Lifted by oil, economic data and the Fed, the Canadian dollar has soared against the US dollar to a 16-week high and has reached even more impressive milestones against the pound, euro and Australian dollar.
The Canadian dollar has been the star of the past 48 hours. With oil prices up 10 percent since Monday and new data showing a big jump in Canadian inflation at a time when other major economies are faltering, it was only natural for currency traders to favour Canadian dollars on Wednesday and Thursday, forcing valuations higher.
Moreover, with pressure piled on to the US dollar following Wednesday’s admission by the Federal Reserve that the “case for [rate cuts] has strengthened,” the way was clear for CAD appreciation and buyers didn’t hold back.
The loonie has risen sharply to a 16-week high against the US dollar, at $0.76, and has reached its highest levels since the fourth quarter of last year against the British pound, euro, Australian dollar and New Zealand dollar.
Against the Australian dollar, such has been the loonie’s recent appreciation — at A$1.096, CAD/AUD is 5 percent higher than rates in mid-April — it’s now within a whisker of the important technical level of A$1.1, a level not seen since 2010.
Recent economic data has seemingly vindicated analysts at Scotiabank, who went out on a limb a month ago when they said that Canada’s economic health was “way better” than described at the time by policymakers at the Bank of Canada. Scotiabank went on to label Canada’s currency as “egregiously undervalued.”
Other reliable CAD forecasters include Citibank, which now foresees the currency buying US$0.77 in 6-12 months’ time, although Citi experts cite escalating trade tensions as a “major risk” to the forecast.

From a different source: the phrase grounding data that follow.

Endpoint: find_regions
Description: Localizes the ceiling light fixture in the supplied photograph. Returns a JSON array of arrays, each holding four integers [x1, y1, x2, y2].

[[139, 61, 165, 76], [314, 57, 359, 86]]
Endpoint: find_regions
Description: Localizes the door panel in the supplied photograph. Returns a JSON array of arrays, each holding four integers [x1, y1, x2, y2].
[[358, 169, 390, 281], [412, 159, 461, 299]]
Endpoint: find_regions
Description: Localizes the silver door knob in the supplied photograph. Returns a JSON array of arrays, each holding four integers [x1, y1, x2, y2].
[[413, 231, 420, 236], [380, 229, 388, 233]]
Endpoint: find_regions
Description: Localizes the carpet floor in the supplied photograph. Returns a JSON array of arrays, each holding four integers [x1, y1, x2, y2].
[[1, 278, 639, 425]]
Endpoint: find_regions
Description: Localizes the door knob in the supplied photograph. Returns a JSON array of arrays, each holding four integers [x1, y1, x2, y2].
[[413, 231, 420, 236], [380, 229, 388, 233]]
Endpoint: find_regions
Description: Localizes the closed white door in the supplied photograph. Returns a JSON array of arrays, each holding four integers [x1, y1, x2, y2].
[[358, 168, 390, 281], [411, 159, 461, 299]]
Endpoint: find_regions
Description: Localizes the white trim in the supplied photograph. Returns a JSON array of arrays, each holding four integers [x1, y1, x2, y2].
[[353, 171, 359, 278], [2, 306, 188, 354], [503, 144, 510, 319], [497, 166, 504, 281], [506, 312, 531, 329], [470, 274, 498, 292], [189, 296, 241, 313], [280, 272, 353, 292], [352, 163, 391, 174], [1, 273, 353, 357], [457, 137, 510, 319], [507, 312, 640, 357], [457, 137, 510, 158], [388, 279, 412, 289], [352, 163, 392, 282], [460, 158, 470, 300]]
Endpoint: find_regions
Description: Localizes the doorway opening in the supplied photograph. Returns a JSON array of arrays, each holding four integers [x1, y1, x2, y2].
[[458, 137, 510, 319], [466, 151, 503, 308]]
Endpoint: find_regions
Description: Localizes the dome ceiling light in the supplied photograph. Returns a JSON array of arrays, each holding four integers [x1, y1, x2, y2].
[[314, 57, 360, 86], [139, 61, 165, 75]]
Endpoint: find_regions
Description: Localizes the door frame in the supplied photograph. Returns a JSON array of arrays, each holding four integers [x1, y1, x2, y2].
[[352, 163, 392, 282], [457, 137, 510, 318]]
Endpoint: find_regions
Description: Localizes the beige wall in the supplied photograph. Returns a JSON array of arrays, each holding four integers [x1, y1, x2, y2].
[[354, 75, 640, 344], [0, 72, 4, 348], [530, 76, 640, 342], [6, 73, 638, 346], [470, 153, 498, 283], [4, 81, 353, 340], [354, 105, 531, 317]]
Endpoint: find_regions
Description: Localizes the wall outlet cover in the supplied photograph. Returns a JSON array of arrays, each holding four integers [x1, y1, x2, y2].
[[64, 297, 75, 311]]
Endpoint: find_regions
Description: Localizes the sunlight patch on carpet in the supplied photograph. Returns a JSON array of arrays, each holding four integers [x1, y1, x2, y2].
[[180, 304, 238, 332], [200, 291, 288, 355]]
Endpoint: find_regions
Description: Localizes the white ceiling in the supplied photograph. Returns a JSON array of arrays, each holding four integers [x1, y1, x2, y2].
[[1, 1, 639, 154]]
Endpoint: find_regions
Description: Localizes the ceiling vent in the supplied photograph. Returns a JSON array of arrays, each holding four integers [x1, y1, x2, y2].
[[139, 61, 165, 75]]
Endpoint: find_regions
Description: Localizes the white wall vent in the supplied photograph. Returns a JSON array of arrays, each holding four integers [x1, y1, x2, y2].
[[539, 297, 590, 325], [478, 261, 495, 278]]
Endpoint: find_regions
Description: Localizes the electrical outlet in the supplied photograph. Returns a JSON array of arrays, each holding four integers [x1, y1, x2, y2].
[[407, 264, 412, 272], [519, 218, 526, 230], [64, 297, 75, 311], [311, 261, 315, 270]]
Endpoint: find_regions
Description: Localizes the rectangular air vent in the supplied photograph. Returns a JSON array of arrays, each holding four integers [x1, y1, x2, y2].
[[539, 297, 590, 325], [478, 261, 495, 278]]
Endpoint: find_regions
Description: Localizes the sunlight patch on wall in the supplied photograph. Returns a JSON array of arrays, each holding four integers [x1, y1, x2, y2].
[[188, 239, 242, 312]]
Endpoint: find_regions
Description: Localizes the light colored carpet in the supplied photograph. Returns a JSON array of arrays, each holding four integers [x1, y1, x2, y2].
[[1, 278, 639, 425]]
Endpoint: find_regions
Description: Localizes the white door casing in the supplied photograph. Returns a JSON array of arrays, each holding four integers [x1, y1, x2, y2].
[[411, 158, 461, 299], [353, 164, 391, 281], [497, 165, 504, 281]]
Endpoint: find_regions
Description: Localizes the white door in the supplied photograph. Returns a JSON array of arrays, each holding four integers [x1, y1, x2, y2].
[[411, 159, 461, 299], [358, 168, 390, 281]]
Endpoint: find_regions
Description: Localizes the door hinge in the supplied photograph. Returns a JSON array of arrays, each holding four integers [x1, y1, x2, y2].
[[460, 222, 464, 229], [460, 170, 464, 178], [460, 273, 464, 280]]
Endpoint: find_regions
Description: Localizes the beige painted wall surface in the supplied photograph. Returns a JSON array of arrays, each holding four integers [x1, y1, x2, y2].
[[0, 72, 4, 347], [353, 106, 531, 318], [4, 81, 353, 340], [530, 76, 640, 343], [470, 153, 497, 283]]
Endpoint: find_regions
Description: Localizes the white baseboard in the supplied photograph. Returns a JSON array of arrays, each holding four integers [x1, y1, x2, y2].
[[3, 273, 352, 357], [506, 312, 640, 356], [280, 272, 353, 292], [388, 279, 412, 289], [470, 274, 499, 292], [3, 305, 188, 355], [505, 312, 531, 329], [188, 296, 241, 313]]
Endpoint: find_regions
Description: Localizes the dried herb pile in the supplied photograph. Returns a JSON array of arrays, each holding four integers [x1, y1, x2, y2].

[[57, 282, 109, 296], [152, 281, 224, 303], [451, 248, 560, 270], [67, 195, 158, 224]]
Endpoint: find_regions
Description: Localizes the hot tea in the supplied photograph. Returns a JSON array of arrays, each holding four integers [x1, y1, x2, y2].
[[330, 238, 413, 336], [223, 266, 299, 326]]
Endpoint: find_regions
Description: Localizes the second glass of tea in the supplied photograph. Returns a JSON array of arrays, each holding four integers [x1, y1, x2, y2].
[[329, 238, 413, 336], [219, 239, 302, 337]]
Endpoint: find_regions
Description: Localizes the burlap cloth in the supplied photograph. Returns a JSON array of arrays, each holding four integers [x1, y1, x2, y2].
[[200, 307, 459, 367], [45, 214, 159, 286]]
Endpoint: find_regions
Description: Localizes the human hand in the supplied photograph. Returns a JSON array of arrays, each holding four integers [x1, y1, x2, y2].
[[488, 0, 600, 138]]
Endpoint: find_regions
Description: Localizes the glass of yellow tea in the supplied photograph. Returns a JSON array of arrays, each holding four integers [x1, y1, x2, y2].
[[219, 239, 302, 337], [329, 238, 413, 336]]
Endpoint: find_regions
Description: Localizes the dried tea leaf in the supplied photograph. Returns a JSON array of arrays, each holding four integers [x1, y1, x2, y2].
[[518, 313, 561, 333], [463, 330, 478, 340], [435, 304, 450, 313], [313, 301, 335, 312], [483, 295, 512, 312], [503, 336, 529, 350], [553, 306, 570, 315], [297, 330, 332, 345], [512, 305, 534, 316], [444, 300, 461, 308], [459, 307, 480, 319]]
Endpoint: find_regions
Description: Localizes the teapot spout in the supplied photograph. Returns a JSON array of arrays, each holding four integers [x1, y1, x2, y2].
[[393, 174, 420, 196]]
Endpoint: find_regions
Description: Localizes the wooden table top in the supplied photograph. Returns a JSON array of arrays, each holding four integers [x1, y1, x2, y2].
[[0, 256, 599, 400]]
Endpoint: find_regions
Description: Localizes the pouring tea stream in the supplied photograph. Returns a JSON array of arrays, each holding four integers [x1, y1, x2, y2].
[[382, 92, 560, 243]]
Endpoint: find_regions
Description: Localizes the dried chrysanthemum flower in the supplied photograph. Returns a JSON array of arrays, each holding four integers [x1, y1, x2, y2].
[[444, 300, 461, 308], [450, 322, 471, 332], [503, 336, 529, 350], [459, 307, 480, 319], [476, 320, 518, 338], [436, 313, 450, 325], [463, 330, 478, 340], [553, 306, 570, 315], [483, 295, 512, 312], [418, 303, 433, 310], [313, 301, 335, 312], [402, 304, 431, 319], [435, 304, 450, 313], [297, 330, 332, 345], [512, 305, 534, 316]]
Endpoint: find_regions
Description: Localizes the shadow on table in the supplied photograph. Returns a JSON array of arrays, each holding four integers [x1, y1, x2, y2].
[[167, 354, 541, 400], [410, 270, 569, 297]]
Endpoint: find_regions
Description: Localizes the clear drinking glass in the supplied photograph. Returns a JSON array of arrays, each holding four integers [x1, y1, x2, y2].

On matters of trade, Canada will need to ratify the United States-Mexico-Canada Agreement (USMCA) now that the Mexican Senate has approved the deal. With roughly 80 percent of Canadian exports going south of the border, FX markets will take a grim view of things should there be a long wait for this NAFTA-replacement to be agreed.
The threat of a proxy war between the US and Iran in Iraq has pared back some of the recent gains of “risk-on” currencies.